Intermittent [worker:error] distutils.errors.DistutilsFileError: cannot copy tree '/builds/worker/artifacts': not a directory

RESOLVED FIXED in Firefox -esr60

Status

P5
normal
RESOLVED FIXED
4 months ago
a month ago

People

(Reporter: intermittent-bug-filer, Assigned: dragrom)

Tracking

({intermittent-failure})

Version 3
mozilla65
intermittent-failure
Points:
---

Firefox Tracking Flags

(firefox-esr60 fixed, firefox64 fixed, firefox65 fixed)

Details

(Whiteboard: [stockwell disable-recommended])

Attachments

(1 attachment)

Comment 1

4 months ago
possibly due to Bug 1474570
See Also: → bug 1474570
(In reply to Bob Clary [:bc:] from comment #1)
> possibly due to Bug 1474570

Yeah, this certainly is the cause. Sorry that I didn't catch this in review.

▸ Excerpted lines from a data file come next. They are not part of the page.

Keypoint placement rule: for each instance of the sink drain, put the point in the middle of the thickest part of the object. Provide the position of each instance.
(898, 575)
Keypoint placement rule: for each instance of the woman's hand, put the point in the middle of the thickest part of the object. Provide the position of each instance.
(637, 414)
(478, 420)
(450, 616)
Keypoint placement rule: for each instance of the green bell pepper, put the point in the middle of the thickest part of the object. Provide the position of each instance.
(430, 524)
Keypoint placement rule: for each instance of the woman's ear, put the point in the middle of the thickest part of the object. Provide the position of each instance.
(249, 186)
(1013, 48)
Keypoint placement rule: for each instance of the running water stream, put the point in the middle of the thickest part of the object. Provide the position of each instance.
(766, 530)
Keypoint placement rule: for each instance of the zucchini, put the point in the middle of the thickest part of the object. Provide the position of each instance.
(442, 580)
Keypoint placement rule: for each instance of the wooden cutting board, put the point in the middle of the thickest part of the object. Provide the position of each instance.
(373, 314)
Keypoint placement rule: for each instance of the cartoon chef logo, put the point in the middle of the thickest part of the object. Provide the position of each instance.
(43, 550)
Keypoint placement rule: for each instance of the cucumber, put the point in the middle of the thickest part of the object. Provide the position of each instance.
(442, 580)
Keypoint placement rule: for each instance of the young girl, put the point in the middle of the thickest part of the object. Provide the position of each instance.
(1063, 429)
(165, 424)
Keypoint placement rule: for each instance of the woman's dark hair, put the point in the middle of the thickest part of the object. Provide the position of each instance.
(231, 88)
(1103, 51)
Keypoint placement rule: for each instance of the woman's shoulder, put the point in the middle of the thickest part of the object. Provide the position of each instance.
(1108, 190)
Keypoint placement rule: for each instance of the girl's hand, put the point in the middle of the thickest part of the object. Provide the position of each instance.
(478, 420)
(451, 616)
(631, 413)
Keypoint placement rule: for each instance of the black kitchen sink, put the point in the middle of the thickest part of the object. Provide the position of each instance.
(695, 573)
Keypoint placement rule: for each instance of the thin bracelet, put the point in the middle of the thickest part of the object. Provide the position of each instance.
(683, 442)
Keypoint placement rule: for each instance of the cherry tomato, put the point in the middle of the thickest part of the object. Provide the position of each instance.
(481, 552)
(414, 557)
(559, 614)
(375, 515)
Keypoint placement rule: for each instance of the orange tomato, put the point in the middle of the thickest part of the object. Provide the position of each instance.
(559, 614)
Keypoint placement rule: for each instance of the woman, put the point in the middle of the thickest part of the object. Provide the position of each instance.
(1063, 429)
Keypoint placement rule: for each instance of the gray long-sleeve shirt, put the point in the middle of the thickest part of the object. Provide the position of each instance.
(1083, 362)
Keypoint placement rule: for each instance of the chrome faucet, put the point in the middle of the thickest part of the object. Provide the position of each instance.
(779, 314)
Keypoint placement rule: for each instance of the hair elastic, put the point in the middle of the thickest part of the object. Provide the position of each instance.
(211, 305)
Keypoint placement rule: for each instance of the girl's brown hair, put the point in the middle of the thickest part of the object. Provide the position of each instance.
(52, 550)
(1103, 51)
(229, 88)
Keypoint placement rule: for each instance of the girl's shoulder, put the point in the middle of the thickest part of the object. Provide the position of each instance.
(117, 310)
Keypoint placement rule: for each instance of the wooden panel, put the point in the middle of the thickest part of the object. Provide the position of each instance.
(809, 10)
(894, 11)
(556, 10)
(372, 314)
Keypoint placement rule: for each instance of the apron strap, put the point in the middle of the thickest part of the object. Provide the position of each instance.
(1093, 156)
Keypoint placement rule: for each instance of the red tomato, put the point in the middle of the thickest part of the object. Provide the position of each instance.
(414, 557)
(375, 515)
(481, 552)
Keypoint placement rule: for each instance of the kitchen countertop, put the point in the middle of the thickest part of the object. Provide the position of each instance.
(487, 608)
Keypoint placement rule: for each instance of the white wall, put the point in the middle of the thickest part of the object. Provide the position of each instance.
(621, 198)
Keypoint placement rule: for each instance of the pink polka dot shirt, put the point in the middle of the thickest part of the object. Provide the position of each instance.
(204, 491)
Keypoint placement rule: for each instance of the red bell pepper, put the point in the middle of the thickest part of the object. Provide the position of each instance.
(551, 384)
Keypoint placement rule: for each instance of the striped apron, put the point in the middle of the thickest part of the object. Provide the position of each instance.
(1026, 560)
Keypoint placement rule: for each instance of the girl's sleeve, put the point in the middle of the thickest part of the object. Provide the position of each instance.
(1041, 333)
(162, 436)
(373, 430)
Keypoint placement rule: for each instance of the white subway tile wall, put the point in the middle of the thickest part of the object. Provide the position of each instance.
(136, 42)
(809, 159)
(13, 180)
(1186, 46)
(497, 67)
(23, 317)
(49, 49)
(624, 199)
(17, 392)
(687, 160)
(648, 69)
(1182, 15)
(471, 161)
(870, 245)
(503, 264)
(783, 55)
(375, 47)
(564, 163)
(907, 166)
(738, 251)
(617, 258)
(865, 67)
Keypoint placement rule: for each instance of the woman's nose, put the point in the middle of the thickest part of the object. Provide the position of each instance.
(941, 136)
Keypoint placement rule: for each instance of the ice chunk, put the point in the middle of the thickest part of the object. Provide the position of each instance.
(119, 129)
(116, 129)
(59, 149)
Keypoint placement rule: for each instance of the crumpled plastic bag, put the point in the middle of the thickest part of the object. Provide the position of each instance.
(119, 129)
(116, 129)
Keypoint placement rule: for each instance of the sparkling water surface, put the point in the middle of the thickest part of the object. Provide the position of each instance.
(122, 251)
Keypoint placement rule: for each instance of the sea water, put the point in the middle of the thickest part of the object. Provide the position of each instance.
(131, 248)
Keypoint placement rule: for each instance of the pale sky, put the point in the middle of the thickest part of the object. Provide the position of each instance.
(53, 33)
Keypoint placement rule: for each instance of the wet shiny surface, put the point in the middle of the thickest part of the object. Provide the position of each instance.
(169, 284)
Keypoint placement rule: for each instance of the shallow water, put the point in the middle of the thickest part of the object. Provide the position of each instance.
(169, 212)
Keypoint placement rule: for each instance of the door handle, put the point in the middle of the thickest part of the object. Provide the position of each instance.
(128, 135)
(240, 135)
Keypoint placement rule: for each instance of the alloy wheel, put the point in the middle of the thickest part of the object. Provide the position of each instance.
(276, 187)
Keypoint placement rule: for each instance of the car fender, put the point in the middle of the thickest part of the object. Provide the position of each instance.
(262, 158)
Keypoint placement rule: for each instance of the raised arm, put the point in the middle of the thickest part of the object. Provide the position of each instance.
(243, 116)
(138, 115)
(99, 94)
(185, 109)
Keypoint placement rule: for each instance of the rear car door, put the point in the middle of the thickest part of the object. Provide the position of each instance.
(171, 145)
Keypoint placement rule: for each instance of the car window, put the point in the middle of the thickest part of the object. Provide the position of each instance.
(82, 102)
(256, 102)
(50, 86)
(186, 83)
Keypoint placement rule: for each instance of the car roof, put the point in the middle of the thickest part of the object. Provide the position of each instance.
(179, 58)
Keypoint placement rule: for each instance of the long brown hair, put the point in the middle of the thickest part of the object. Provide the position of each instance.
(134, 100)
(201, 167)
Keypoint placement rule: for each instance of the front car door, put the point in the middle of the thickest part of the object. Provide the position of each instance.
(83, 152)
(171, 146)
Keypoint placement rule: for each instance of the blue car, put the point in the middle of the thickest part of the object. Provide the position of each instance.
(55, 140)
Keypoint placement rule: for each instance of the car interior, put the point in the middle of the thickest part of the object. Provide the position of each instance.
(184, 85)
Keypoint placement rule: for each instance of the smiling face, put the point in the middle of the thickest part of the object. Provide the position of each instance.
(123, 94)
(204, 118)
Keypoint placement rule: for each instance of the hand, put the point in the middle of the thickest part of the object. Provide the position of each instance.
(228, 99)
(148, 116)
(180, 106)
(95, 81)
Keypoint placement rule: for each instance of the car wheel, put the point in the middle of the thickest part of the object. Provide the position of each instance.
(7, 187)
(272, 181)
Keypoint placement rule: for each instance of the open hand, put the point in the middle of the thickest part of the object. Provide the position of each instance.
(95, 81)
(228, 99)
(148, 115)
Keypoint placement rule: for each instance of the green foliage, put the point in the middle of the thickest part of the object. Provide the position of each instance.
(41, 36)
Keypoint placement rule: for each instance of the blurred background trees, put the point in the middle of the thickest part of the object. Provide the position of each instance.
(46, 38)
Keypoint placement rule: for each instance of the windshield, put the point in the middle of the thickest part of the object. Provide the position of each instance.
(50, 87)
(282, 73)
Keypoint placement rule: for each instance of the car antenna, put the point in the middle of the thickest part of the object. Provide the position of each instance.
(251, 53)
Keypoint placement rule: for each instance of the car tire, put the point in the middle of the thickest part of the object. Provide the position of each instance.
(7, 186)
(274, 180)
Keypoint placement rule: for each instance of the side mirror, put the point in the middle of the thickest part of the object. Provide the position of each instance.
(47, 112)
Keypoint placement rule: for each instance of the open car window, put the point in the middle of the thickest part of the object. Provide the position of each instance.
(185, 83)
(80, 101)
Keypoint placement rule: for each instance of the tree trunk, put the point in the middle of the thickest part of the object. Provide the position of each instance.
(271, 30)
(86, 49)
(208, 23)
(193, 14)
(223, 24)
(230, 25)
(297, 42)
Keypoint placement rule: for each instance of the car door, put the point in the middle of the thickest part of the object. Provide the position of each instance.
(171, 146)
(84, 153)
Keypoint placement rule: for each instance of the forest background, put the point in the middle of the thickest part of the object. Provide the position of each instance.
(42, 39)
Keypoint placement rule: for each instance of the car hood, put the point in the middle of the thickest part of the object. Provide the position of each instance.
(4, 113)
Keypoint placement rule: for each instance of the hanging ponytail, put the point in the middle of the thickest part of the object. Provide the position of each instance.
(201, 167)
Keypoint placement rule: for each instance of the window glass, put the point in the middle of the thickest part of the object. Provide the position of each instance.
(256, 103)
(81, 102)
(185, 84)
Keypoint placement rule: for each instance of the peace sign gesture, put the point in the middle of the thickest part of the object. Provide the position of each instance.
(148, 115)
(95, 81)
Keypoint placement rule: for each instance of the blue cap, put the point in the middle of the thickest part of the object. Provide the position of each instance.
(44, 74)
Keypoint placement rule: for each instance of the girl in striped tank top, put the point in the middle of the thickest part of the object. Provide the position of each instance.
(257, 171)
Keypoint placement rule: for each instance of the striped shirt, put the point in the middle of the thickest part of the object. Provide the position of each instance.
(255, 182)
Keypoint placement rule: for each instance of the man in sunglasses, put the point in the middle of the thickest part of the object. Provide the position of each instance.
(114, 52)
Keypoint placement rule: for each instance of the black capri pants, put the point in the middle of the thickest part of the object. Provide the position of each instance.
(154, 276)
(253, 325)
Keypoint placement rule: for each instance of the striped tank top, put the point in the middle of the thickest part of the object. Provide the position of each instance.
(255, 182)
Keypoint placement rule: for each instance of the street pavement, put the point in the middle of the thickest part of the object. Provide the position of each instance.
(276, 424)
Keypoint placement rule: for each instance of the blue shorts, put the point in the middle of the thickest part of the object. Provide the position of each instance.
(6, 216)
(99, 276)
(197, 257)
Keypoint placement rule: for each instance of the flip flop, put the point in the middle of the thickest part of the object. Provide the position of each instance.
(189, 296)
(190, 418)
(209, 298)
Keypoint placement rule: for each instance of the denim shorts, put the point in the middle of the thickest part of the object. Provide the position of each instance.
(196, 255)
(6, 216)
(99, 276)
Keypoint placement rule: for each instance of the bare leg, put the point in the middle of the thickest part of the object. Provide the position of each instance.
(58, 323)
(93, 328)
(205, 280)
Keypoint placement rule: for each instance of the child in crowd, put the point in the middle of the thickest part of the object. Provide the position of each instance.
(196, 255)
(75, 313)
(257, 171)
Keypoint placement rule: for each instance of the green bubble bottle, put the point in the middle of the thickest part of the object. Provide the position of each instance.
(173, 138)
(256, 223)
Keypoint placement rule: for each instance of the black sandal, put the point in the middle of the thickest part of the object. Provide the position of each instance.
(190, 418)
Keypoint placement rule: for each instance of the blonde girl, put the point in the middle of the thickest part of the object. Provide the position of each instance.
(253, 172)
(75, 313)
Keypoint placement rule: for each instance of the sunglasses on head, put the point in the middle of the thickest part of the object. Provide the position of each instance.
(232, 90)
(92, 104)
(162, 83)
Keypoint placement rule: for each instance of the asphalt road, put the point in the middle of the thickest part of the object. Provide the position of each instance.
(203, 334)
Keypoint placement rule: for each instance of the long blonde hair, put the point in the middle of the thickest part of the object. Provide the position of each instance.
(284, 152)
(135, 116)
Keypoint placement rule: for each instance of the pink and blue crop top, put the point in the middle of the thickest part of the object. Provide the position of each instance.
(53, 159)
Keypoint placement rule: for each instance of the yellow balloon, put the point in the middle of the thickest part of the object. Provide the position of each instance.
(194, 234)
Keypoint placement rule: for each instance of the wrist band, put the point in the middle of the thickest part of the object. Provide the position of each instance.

This broken task runs on taskcluster-worker ("provisionerId": "proj-autophone", "workerType": "gecko-t-ap-unit-p2"), so it looks like the taskcluster-worker implementation has been broken during the migration from taskcluster-worker to generic-worker for linux talos tasks.

I suspect this will be a relatively simple fix that we can roll out quickly.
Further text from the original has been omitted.